Sunday, November 10, 2019

Waris ber Waris Parpol




Kejatuhan rezim Soeharto pada 1998 lalu mungkin diluar dugaan Soeharto dan keluarganya, bagaimana tidak, pada waktu berkuasa keluarga cendana mampu meredam issue apapun mulai dengan cara yang sangat halus dan senyap sampai secara terang-terangan. Selama Soeharto berkuasa semuanya seolah – olah tenang dan tidak ada apa – apa, padahal pergerakan dibawah tanah sangat masive terjadi, kita sebut saja petisi 50 oleh para mantan petinggi Indonesia yang di dominasi oleh Purnawirawan ABRI tapi berhasil diredam oleh Soeharto, belum lagi penghilangan aktivis – aktivis yang hingga saat ini belum jelas penyelesaian kasusnya seperti apa.

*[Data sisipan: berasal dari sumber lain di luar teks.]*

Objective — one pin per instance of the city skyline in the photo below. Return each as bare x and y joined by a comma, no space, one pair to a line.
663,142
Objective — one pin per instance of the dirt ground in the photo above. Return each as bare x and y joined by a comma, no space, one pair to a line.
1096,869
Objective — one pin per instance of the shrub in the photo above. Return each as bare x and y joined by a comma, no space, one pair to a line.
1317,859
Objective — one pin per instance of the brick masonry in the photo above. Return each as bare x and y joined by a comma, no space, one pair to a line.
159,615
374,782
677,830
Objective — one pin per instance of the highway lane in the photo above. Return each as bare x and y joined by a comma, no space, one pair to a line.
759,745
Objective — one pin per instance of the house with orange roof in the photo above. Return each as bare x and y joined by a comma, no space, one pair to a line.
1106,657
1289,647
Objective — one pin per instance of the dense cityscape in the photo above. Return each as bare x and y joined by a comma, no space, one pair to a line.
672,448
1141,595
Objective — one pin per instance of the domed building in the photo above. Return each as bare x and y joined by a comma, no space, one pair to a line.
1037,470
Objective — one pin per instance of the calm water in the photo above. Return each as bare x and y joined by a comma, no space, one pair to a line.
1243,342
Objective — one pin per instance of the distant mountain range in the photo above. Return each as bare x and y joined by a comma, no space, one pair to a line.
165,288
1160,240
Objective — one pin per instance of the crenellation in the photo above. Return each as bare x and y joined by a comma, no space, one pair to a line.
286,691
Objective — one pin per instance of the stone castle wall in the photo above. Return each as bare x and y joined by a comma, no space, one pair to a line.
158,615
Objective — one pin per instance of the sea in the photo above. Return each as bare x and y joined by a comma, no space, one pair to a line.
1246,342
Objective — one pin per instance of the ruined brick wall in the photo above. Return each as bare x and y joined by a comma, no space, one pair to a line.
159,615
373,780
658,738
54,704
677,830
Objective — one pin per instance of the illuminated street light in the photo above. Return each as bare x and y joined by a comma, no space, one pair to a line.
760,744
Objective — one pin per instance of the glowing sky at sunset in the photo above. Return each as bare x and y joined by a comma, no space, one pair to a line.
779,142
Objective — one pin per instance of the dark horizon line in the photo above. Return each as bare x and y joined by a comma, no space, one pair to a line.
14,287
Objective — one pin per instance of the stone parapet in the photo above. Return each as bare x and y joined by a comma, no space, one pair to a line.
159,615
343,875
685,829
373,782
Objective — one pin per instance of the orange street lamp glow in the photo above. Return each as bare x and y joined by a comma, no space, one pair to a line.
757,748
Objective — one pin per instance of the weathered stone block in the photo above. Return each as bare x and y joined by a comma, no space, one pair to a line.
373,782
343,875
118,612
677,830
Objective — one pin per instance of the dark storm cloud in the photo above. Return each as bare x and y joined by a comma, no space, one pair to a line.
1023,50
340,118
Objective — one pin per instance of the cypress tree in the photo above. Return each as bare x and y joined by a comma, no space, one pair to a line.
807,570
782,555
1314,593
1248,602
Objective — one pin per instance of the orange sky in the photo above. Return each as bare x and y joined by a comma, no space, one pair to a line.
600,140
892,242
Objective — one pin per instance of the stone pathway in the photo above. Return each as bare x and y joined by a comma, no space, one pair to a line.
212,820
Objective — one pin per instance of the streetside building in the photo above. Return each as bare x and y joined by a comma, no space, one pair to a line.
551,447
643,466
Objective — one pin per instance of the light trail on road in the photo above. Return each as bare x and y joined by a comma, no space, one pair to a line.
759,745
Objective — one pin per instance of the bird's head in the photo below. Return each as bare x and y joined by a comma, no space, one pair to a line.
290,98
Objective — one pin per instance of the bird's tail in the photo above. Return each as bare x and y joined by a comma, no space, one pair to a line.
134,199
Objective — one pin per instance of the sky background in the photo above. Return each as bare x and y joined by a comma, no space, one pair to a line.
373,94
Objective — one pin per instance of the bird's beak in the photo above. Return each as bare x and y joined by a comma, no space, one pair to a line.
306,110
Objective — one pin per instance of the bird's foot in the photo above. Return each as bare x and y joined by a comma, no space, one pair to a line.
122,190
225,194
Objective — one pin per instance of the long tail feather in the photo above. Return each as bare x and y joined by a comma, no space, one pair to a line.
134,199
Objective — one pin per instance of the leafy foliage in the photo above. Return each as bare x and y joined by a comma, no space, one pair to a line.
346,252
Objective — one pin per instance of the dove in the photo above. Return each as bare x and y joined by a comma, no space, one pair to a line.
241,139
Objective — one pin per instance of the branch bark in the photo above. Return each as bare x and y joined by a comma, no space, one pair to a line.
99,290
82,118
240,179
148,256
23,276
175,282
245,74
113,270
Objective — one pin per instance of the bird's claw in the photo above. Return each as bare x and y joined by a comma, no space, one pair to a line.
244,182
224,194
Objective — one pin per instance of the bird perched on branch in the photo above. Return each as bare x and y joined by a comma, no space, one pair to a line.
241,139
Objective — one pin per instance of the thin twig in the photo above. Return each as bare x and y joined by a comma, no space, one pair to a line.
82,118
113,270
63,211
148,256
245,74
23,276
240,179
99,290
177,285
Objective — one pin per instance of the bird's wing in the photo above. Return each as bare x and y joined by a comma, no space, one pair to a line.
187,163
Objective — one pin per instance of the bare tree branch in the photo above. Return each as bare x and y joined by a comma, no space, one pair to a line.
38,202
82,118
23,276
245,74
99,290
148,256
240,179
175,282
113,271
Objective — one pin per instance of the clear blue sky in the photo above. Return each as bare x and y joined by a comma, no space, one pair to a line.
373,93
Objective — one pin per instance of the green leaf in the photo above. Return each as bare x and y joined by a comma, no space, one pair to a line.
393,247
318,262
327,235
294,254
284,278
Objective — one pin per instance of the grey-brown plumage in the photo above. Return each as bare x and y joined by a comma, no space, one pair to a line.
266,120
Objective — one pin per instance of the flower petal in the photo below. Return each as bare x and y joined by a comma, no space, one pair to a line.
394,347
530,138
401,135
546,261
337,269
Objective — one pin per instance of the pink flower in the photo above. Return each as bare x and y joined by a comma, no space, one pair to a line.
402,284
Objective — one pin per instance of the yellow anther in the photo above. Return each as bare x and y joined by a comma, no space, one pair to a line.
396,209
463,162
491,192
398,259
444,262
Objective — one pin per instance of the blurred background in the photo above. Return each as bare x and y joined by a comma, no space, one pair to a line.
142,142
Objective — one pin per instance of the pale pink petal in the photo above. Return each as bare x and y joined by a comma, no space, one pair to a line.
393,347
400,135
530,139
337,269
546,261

Sebenarnya selama 32 tahun berkuasa Soeharto tidak terlalu bermain secara politik untuk mengamankan posisinya, Soeharto tidak perlu mengeluarkan energi untuk menyusun strategi politik untuk menyingkirkan saingan Politiknya, sebab dengan kekuasaan yang Soeharto miliki waktu itu dia mampu melakukan apapun yang dia mau tanpa harus memikirkan strategi politik apapun, kekuasaan yang absolut ditangan Soeharto adalah keniscayaan yang mutlak dan itu tidak terbantahkan oleh siapapun hingga orde baru tumbang. Bahkan dibeberapa negara yang sempat memiliki pemimpin yang ototriter bertangan besi Politik Cuma dijadikan sebagai pelengkap sempurnanya sandiwara, lagian pemimpin otoriter mana yang demokratis, sebab otoriter adalah racun yang sangat mematikan bagi demokrasi (ALK)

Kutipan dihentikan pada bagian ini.